Она говорила сущую правду, но Пилар интересовало не это. Ее все больше поражала ситуация, в которой оказались эти люди. Она изучила характеристику социального работника на чету Робинсонов, и, по мнению окружающих, это была самая обыкновенная супружеская пара. Сложность для них заключалась лишь в том, что они не могли иметь детей, но страстно хотели ребенка. И в отчаянии готовы были пойти на все. Да, отчаяние может заставить человека наделать много глупостей. Эти двое, по мнению Пилар, уже наделали их достаточно.
— Будете ли вы добиваться права на посещение ребенка? — спросила она, пытаясь оставить им хоть какую-то надежду.
Эмили тяжело вздохнула:
— Конечно, если нам не удастся добиться ничего другого. Послушайте, но ведь это же так несправедливо! Мишель родила двоих детей, когда сама была еще почти ребенком, теперь она вот-вот родит еще одного от этого парня, за которым она замужем. Ну зачем ей еще малышка Ллойда? — Голос Эмили звучал жалобно, и они все трое знали, что за этой жалобой стоит отчаяние.
— Но это и ее ребенок тоже. — Пилар постаралась сказать это как можно мягче.
— Скажите, как, по-вашему, право на посещение ребенка — это все, чего мы можем добиться? — Это были первые слова, произнесенные супругом, и Пилар помедлила, прежде чем ответить:
— Вполне возможно. Но, принимая во внимание сегодняшнюю позицию суда, это, несомненно, будет большим шагом вперед. А потом, со временем, если, например, Мишель станет недостаточно хорошо относиться к дочери или у нее возникнут проблемы с мужем, тогда, может быть, вам удастся отвоевать девочку. Но, как вы сами понимаете, ничего конкретного я вам обещать не могу, кроме того, что это может длиться годы и годы. — Пилар никогда не обманывала своих клиентов.

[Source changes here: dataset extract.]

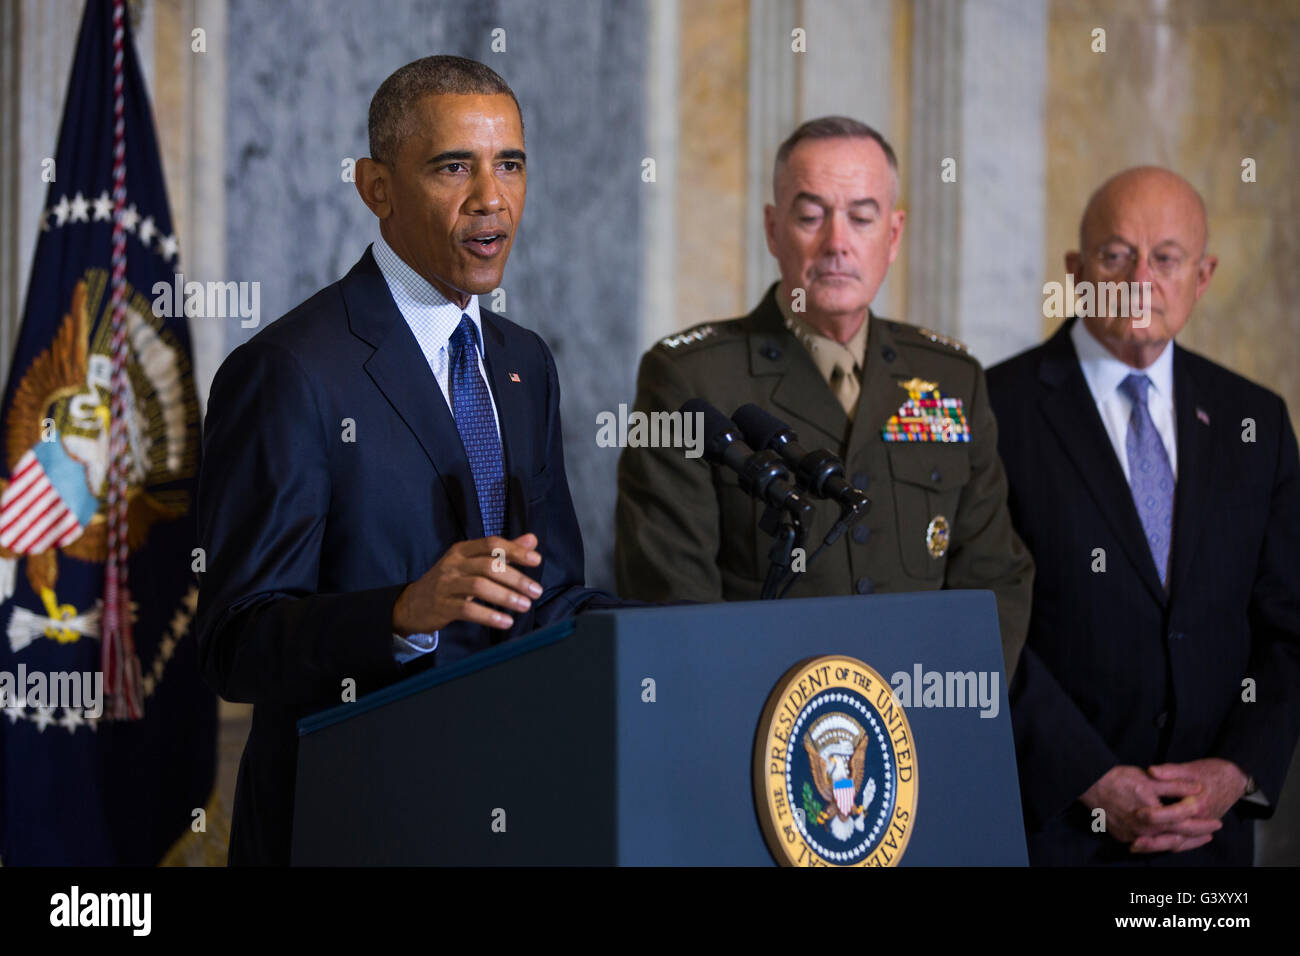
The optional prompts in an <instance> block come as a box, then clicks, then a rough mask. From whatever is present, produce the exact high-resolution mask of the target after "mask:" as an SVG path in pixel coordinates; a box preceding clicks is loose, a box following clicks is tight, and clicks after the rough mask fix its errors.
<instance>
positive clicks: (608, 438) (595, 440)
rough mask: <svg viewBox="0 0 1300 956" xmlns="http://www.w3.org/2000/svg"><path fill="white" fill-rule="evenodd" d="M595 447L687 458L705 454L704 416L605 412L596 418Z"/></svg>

Предыдущий адвокат сказал, что, может быть, она вернет нам Жан-Мари через шесть месяцев, — робко произнесла Эмили, и Пилар не стала поправлять ее, объясняя, что о возвращении ребенка речи вообще быть не могло, так как прежде всего он никогда им и не принадлежал.
— Я не думаю, что он был честен с вами, миссис Робинсон. — Скорей всего они были того же мнения, иначе не сменили бы адвоката. Супруги молча покачали головами и в отчаянии посмотрели друг на друга. Тоска и одиночество, появившиеся в их глазах, никого не смогли бы оставить равнодушными.
У Пилар с Брэдом было несколько знакомых пар, воспитывающих приемных детей. Чтобы усыновить ребенка, многие из них ездили в Гондурас, Корею и даже в Румынию. Но таких необдуманных поступков никто из их знакомых никогда не совершал и не выглядел так нелепо, как эти двое. Да, у Робинсонов был шанс, но они упустили его, и им это было совершенно ясно.
Пилар еще немного побеседовала с ними, сказав, что обязательно будет заниматься их делом, если они этого захотят. Она обещала разыскать аналогичные случаи в практике других штатов и дать им знать. Но супруги попросили ее пока ничего не предпринимать и обещали позвонить, если им понадобится ее помощь.
Но когда они ушли, Пилар уже знала, что они больше не позвонят. Им нужен был кто-то, кто пообещал бы прыгнуть выше головы, она же им не подходила, потому что не сделала этого. После их ухода Пилар сидела несколько минут и размышляла над их поведением. Они так беспокоились, так заботились о ребенке, которого не знали. Они ни разу даже краем глаза не видели малышку, и все-таки она была для них Жан-Мари, они о ней думали, переживали из-за нее и любили ее. И хотя инцидент был исчерпан, Пилар сожалела, что не может помочь этим людям. Дело весьма заинтересовало ее, и она в задумчивости смотрела в окно, когда ее коллега, Алиса Джексон, заглянула в дверь офиса и воскликнула, загадочно улыбаясь:
— Пилар… У тебя все в порядке? Я не видела тебя такой озабоченной с тех пор, как ты ушла из городского суда. Тогда тебе приходилось ломать голову над защитой очередного преступника. Интересно, кто убийца на этот раз?
— Никто. — Пилар улыбнулась, вспоминая то время, когда работала адвокатом в городском суде.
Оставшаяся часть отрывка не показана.